[Ocfs2-devel] [PATCH] ocfs2/dlm: wait for dlm recovery done when migrating all lockres
piaojun
piaojun at huawei.com
Tue Oct 31 22:52:54 PDT 2017
Hi Changwei,
On 2017/11/1 10:47, Changwei Ge wrote:
> Hi Jun,
>
> Thanks for reporting.
> I am very interesting in this issue.

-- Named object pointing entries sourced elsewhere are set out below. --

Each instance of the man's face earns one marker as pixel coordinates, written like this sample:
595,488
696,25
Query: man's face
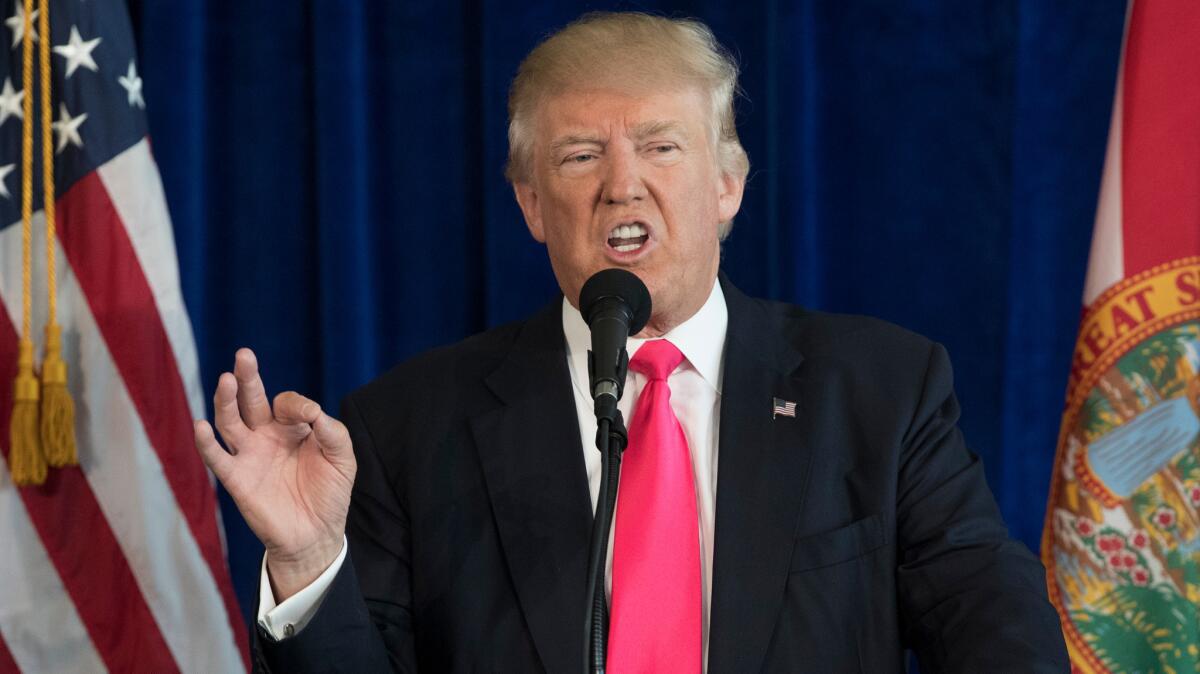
630,181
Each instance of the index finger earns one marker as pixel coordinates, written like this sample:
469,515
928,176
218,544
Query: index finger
251,393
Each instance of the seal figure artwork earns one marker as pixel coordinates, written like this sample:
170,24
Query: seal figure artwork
1122,536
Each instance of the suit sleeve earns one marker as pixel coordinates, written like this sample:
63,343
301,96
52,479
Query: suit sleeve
364,624
971,599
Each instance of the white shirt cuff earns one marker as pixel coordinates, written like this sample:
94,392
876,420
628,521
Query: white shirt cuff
288,618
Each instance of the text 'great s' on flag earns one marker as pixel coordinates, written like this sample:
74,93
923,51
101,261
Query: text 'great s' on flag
1121,542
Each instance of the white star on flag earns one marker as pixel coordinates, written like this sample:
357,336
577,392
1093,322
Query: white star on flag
77,52
132,83
17,24
67,128
4,175
10,102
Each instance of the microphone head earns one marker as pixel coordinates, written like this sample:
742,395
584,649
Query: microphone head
617,283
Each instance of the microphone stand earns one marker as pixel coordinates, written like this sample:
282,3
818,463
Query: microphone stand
611,440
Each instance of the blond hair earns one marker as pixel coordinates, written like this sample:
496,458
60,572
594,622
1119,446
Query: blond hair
627,50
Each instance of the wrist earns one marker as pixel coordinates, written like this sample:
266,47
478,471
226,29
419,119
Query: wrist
292,572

But, first of all, I want to make
> this issue clear, so that I might be able to provide some comments.
>
>
> On 2017/11/1 9:16, piaojun wrote:
>> wait for dlm recovery done when migrating all lockres in case of new
>> lockres to be left after leaving dlm domain.
>
> What do you mean by 'a new lock resource to be left after leaving
> domain'? It means we leak a dlm lock resource if below situation happens.
>
a new lockres is the one collected by NodeA during recoverying for
NodeB. It leaks a lockres indeed.
>>
>> NodeA NodeB NodeC
>>
>> umount and migrate
>> all lockres
>>
>> node down
>>
>> do recovery for NodeB
>> and collect a new lockres
>> form other live nodes
>
> You mean a lock resource whose owner was NodeB is just migrated from
> other cluster member nodes?
>
that is it.
>>
>> leave domain but the
>> new lockres remains
>>
>> mount and join domain
>>
>> request for the owner
>> of the new lockres, but
>> all the other nodes said
>> 'NO', so NodeC decide to
>> the owner, and send do
>> assert msg to other nodes.
>>
>> other nodes receive the msg
>> and found two masters exist.
>> at last cause BUG in
>> dlm_assert_master_handler()
>> -->BUG();
>
> If this issue truly exists, can we take some efforts in
> dlm_exit_domain_handler? Or perhaps we should kick dlm's work queue
> before migrating all lock resources.
>
If NodeA has entered dlm_leave_domain(), we can hardly go back
migrating res. Perhaps more work will be needed in that way.
>>
>> Fixes: bc9838c4d44a ("dlm: allow dlm do recovery during shutdown")
>>
>> Signed-off-by: Jun Piao <piaojun at huawei.com>
>> Reviewed-by: Alex Chen <alex.chen at huawei.com>
>> Reviewed-by: Yiwen Jiang <jiangyiwen at huawei.com>
>> ---
>> fs/ocfs2/dlm/dlmcommon.h | 1 +
>> fs/ocfs2/dlm/dlmdomain.c | 14 ++++++++++++++
>> fs/ocfs2/dlm/dlmrecovery.c | 12 +++++++++---
>> 3 files changed, 24 insertions(+), 3 deletions(-)
>>
>> diff --git a/fs/ocfs2/dlm/dlmcommon.h b/fs/ocfs2/dlm/dlmcommon.h
>> index e9f3705..999ab7d 100644
>> --- a/fs/ocfs2/dlm/dlmcommon.h
>> +++ b/fs/ocfs2/dlm/dlmcommon.h
>> @@ -140,6 +140,7 @@ struct dlm_ctxt
>> u8 node_num;
>> u32 key;
>> u8 joining_node;
>> + u8 migrate_done; /* set to 1 means node has migrated all lockres */
>> wait_queue_head_t dlm_join_events;
>> unsigned long live_nodes_map[BITS_TO_LONGS(O2NM_MAX_NODES)];
>> unsigned long domain_map[BITS_TO_LONGS(O2NM_MAX_NODES)];
>> diff --git a/fs/ocfs2/dlm/dlmdomain.c b/fs/ocfs2/dlm/dlmdomain.c
>> index e1fea14..98a8f56 100644
>> --- a/fs/ocfs2/dlm/dlmdomain.c
>> +++ b/fs/ocfs2/dlm/dlmdomain.c
>> @@ -461,6 +461,18 @@ static int dlm_migrate_all_locks(struct dlm_ctxt *dlm)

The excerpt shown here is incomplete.